Pull request overview
Adds a new Qwen3 TTS (CrispASR) engine that routes synthesis through the existing CrispASR runtime (VoiceDesign + CustomVoice), and updates UI/settings plumbing to support engine selection, engine settings, and CrispASR version display. It also renames the existing Chatterbox engine to make the CrispASR dependency explicit.
Changes:
- Introduce
Qwen3TtsCrispAsrengine with local CrispASR server lifecycle + OpenAI-compatible/v1/audio/speechcalls. - Add a dedicated settings window/viewmodel for Qwen3 (CrispASR), plus a new persisted model key setting.

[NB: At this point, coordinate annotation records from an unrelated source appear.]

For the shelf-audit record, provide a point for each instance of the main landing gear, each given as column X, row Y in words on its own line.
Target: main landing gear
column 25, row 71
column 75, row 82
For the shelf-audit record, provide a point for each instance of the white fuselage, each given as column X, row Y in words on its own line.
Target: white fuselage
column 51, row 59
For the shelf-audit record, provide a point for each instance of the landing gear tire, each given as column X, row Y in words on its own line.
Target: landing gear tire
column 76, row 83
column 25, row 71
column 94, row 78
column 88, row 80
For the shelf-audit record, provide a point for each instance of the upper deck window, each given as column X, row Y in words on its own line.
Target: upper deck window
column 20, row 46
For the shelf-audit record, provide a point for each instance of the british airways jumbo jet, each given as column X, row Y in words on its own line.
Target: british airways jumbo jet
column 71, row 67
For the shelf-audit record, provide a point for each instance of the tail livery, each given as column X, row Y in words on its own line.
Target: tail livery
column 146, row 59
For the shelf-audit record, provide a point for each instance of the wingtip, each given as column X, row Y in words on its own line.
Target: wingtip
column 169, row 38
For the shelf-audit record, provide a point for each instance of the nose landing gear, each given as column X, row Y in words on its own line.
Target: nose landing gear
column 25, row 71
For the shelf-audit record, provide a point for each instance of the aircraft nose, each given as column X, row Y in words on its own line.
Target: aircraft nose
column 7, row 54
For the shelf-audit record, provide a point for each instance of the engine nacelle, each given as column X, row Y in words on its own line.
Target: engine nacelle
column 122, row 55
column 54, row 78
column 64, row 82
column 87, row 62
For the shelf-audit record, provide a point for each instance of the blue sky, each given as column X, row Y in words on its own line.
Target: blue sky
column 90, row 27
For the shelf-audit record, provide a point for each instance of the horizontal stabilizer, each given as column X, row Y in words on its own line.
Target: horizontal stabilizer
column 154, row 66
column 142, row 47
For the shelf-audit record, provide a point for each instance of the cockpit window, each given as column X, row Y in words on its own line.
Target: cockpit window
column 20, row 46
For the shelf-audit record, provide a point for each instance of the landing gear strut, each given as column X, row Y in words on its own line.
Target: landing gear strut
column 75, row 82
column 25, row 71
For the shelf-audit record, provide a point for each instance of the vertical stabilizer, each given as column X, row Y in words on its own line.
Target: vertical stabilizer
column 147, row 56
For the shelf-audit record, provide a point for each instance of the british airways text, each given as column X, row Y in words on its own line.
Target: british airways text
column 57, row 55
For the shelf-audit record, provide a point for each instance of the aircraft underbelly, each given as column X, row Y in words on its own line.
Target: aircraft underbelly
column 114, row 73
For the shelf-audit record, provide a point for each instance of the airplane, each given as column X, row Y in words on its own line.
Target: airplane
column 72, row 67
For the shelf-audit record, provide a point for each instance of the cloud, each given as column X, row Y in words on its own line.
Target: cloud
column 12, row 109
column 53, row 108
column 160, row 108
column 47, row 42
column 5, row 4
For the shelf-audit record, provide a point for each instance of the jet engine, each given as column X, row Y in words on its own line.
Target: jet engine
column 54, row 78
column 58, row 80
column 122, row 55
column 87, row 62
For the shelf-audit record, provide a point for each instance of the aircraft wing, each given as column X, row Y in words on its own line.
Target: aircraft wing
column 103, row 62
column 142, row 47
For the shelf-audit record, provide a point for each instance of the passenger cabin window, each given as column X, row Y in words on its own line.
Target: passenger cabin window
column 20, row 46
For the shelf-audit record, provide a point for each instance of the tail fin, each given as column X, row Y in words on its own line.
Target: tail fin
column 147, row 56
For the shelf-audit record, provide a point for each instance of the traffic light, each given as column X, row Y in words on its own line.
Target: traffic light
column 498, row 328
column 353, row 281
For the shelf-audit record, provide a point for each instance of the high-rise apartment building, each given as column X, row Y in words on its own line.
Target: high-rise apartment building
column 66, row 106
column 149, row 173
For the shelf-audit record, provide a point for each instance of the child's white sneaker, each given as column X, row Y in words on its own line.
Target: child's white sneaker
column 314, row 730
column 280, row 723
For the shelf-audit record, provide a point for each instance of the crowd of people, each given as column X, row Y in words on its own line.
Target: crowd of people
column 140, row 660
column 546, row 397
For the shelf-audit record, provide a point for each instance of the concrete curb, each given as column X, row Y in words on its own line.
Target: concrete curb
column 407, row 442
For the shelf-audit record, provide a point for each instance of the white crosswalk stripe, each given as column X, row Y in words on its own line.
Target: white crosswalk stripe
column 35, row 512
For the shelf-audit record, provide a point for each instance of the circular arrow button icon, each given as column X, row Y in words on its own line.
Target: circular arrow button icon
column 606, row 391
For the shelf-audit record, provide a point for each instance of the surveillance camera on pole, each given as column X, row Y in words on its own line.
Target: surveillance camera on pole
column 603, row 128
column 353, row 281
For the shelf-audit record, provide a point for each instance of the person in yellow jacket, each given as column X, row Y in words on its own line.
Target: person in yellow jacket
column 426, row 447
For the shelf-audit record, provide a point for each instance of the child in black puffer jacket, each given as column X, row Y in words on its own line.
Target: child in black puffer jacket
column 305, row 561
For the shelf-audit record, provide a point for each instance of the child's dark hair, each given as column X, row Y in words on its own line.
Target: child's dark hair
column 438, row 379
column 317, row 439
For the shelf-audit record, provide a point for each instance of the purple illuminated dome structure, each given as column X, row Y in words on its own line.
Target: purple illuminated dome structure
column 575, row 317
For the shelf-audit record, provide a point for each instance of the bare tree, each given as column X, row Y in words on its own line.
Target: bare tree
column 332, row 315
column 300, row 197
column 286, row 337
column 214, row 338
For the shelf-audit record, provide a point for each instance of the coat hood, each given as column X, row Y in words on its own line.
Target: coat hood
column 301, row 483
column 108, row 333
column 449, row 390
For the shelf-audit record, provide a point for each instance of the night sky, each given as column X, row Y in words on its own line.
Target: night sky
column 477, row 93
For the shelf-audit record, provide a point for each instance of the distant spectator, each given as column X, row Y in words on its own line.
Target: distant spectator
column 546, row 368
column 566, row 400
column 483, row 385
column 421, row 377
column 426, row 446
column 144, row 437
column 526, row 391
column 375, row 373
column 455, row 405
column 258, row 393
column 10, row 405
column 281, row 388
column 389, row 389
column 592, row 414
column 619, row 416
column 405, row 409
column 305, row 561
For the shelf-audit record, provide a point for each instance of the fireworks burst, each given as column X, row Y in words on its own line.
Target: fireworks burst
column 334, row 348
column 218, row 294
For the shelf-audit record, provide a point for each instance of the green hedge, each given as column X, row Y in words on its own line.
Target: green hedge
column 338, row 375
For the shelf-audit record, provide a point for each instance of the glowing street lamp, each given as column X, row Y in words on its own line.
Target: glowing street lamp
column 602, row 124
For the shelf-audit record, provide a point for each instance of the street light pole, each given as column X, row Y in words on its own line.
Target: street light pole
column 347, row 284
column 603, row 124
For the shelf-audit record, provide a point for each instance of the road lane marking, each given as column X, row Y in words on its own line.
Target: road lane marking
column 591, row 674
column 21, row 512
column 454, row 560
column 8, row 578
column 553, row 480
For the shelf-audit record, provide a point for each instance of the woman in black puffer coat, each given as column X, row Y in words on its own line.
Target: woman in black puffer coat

- Show CrispASR runtime version in engine settings UIs and rename Chatterbox engine display name.
Reviewed changes
Copilot reviewed 13 out of 13 changed files in this pull request and generated 8 comments.
Show a summary per file
| File | Description |
|---|---|
| src/ui/Logic/Config/SeVideoTextToSpeech.cs | Adds persisted setting for Qwen3 (CrispASR) model selection + default. |
| src/ui/Features/Video/TextToSpeech/VoiceSettings/VoiceSettingsViewModel.cs | Enables voice import UI for the new engine. |
| src/ui/Features/Video/TextToSpeech/TextToSpeechWindow.cs | Adds status-dot support for Qwen3 (CrispASR) engine. |
| src/ui/Features/Video/TextToSpeech/TextToSpeechViewModel.cs | Registers the new engine, persists its model selection, and wires settings dialog + model-dependent voice list behavior. |
| src/ui/Features/Video/TextToSpeech/Qwen3TtsCrispAsrSettings/Qwen3TtsCrispAsrSettingsWindow.cs | New settings dialog UI for Qwen3 (CrispASR). |
| src/ui/Features/Video/TextToSpeech/Qwen3TtsCrispAsrSettings/Qwen3TtsCrispAsrSettingsViewModel.cs | New settings VM: CrispASR runtime/model/codec/voices status + actions. |
| src/ui/Features/Video/TextToSpeech/Engines/Qwen3TtsCrispAsr.cs | New engine implementation (server start/stop, voice handling, import). |
| src/ui/Features/Video/TextToSpeech/Engines/ChatterboxTtsCpp.cs | Renames engine display name to “Chatterbox TTS (CrispASR)”. |
| src/ui/Features/Video/TextToSpeech/ChatterboxTtsSettings/ChatterboxTtsSettingsViewModel.cs | Adds CrispASR version suffix to improve runtime visibility. |
| src/ui/Features/Video/SpeechToText/EngineSettings/SpeechToTextEngineSettingsViewModel.cs | Appends CrispASR version to backend labels for CrispASR engines. |
| src/ui/Features/Video/SpeechToText/Engines/CrispAsrVersion.cs | New cached helper to probe crispasr --version and parse version output. |
| src/ui/DependencyInjectionExtensions.cs | Registers the new Qwen3 (CrispASR) settings ViewModel for DI. |
| change-log.txt | Documents the new engine and Chatterbox rename. |
Comments suppressed due to low confidence (1)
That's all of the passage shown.